A bill proposed in the North Carolina Senate would overturn a University of North Carolina decision to allow students to live in dorms and apartments with members of the opposite gender.
UNC trustees approved the policy in 2012.
Senate Bill 658, "UNC Dormitory Rules" introduced by Sen. David Curtis (R-Lincoln), Sen. Ben Clarke (D-Cumberland) and Sen.
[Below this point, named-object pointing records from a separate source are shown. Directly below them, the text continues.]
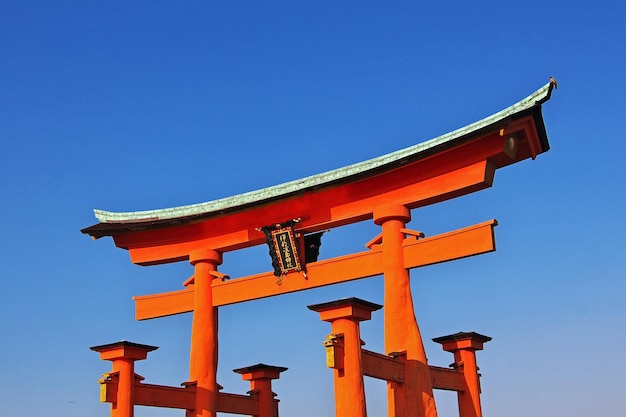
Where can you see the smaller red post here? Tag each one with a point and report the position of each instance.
(344, 316)
(464, 346)
(260, 377)
(123, 355)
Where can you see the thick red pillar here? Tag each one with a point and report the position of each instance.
(464, 346)
(344, 316)
(203, 356)
(123, 355)
(415, 397)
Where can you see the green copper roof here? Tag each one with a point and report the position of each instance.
(329, 177)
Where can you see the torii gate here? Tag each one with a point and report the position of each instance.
(384, 189)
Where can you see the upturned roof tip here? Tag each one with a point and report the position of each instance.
(420, 150)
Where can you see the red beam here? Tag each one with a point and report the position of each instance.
(469, 241)
(376, 365)
(413, 185)
(446, 379)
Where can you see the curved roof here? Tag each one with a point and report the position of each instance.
(108, 220)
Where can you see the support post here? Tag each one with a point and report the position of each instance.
(203, 356)
(260, 377)
(123, 355)
(344, 316)
(464, 346)
(415, 397)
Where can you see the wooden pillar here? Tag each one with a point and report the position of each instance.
(204, 347)
(415, 397)
(123, 355)
(260, 377)
(464, 346)
(344, 316)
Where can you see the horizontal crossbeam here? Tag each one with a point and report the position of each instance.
(179, 398)
(469, 241)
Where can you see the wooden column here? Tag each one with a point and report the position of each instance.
(260, 377)
(415, 397)
(123, 355)
(344, 316)
(464, 346)
(203, 356)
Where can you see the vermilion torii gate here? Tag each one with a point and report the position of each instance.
(384, 190)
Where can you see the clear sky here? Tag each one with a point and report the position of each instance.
(128, 106)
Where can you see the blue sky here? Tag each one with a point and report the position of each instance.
(156, 104)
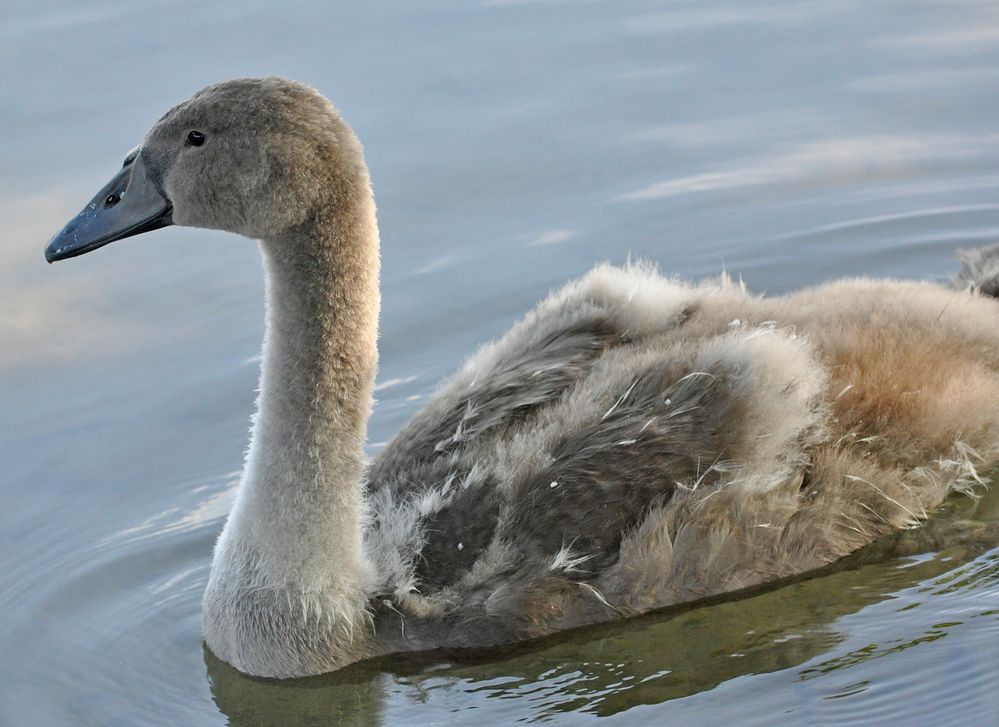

Chad Barefoot (R-Wake) will put an end to that policy, Curtis said in a statement.
The bill states that the University of North Carolina shall prohibit the assignment of members of the opposite sex to the same room, suite or apartment, unless they are siblings or legally married.
"The purpose of this bill is to help the UNC system regain its focus on the core mission of educating young people and helping them find meaningful employment in our state," said Curtis, the bill's primary sponsor. "UNC did not become a national leader in academics by wasting time and tax dollars on frivolous social experiments."
The UNC trustees endorsed the program unanimously, largely because supporters said gender non-specific housing option say the move would help students -- specifically gay, lesbian, bisexual and transgender students -- who are being harassed and bullied in traditional on-campus housing.
Carolina already has co-ed dorms, but opposite sex students do not share rooms.
Chancellor Holden Thorp has said the move would help protect the safety of UNC Chapel Hill students.
But one of the senators who introduced the bill, Democrat Ben Clarke of Cumberland, said in a statement, "We understand that times change. But the fundamental, core values that are woven into the social fabric of our community are eternal and unwavering.
"UNC must respect these values in the establishment and application of its policies as it continues its quest to remain in the top tier of the nation's public institutions of higher learning."